Um dos exemplos dessa política de regulação é o
surgimento de uma cultura da performatividade. Ball (2003, p. 216) define a
performatividade como "uma tecnologia, uma cultura e um modo de regulação
que emprega julgamentos, comparações e termina se revelando como meio de
controle, de desgaste e de mudança". Em referência ao trabalho de Lyotard,
Ball (2004b, p. 142) observa dois fortes componentes que têm constituído o novo
discurso de poder nas sociedades pós-industriais, quais sejam, a responsabilização
(accountability) e a competição, a partir dos quais todo um processo de
legitimação de novas identidades sociais passa a se pautar. Nesse sentido, a
educação adquire ainda maior destaque, já que, por intermédio dela, busca-se,
de modo mais efetivo, a transmissão da cultura da performatividade para a
constituição de sujeitos mais produtivos, eficientes, polivalentes, pró-ativos,
assertivos, disponíveis à compreensão de outras culturas. Instaura-se a
incessante busca pelo que denominamos sujeito onicompetente, aquele que está em
perene prontidão para a demonstração de seus conhecimentos e desempenhos, em
constante e permanente processo de avaliação, no qual "o funcionamento do
poder é garantido pelo controle constante da performatividade"(LOPES, 2004,
p. 63). Para isso, as organizações lançam mão de estratégias de gestão e
governança em nome de um plano de cumprimento de metas, a partir da maximização
do desempenho de seus quadros e do enxugamento de custos operacionais, mesmo
que em rota de colisão com questões de ordem ética, profissional, humana.

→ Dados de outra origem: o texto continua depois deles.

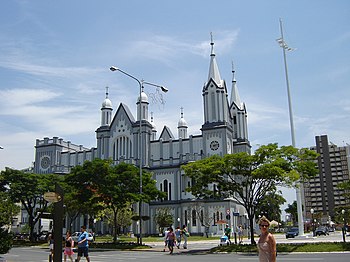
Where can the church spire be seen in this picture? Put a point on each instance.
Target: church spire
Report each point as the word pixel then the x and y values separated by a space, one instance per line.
pixel 106 110
pixel 213 68
pixel 234 91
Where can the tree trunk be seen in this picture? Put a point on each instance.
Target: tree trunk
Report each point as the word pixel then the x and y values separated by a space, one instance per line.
pixel 31 228
pixel 251 222
pixel 115 224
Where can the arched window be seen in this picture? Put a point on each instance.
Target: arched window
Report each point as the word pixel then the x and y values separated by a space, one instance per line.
pixel 194 218
pixel 165 183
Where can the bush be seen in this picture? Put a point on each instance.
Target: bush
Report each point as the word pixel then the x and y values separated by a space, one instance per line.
pixel 5 241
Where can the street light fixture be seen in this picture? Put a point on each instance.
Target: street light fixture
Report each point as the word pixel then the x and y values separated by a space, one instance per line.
pixel 312 221
pixel 285 48
pixel 344 230
pixel 141 83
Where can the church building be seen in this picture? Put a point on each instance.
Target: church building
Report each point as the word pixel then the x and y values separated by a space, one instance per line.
pixel 224 131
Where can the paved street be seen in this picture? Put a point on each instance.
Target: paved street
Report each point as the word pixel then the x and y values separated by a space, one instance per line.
pixel 41 255
pixel 155 254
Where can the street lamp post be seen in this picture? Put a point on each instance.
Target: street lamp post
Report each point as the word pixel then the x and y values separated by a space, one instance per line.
pixel 141 83
pixel 312 221
pixel 344 230
pixel 285 48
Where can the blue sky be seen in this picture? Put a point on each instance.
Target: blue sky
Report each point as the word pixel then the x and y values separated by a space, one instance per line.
pixel 55 55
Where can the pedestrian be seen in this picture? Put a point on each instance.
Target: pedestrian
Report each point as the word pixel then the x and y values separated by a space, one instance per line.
pixel 51 246
pixel 240 234
pixel 228 233
pixel 178 237
pixel 68 247
pixel 185 235
pixel 166 239
pixel 171 240
pixel 83 244
pixel 266 243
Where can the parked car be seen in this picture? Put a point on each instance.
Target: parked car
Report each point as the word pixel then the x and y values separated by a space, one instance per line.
pixel 292 232
pixel 76 235
pixel 321 231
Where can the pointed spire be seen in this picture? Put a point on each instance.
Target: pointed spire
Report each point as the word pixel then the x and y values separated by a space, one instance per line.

Trata-se de um esforço de naturalização que a cultura da performatividade tem
possibilitado, no sentido de constituir dada normatividade, o disciplinamento
por intermédio de novos arranjos discursivos e de regulação social.
Há que se destacar que, em Lyotard (1986), a
cultura da performatividade não é assumida como necessariamante negativa, mas
como um modo diverso de legitimação do conhecimento na pós-modernidade. Para
Lyotard, a ciência pós-moderna é aquela que passa a se validar pela
performance, um processo de legitimação no qual o poder substitui os critérios
de justiça, beleza ou verdade. Mas tal substituição não é uma mudança por
julgamento de valor, mas em função do fim das metanarrativas de justificativa
da ciência, sejam elas a formação do espírito ou a ideia de verdade legitimada
pela prova empírica, cara ao realismo. Nesse caso, a legitimação pelo
desempenho advém dos resultados que esse desempenho pode trazer para a solução
de problemas, a melhoria da qualidade de vida e/ou a capacidade de produzir
mais recursos econômicos.
Ainda assim, como salienta esse autor, a lógica do
desempenho pode se tornar apenas uma forma de consolidação do sistema, de modo
determinista, pois está prevista nessa lógica a concepção de que, a partir de
determinados insumos, temos, por consequência, determinados resultados. Admitir
que essa lógica existe e que com ela a ciência trabalha não deve significar a
desconsideração de outras lógicas. É possível, como faz Lyotard, defender que a
ciência também trabalha com a paralogia, forma que visa ao pluralismo cada vez
maior no interior do sistema. Nesse processo, em vez de apenas se trabalhar
para que melhores desempenhos sejam obtidos, seguindo as regras do jogo da
ciência, busca-se romper com essas regras. Isso é possível ser feito com a
identificação de paradoxos e a criação de novas regras.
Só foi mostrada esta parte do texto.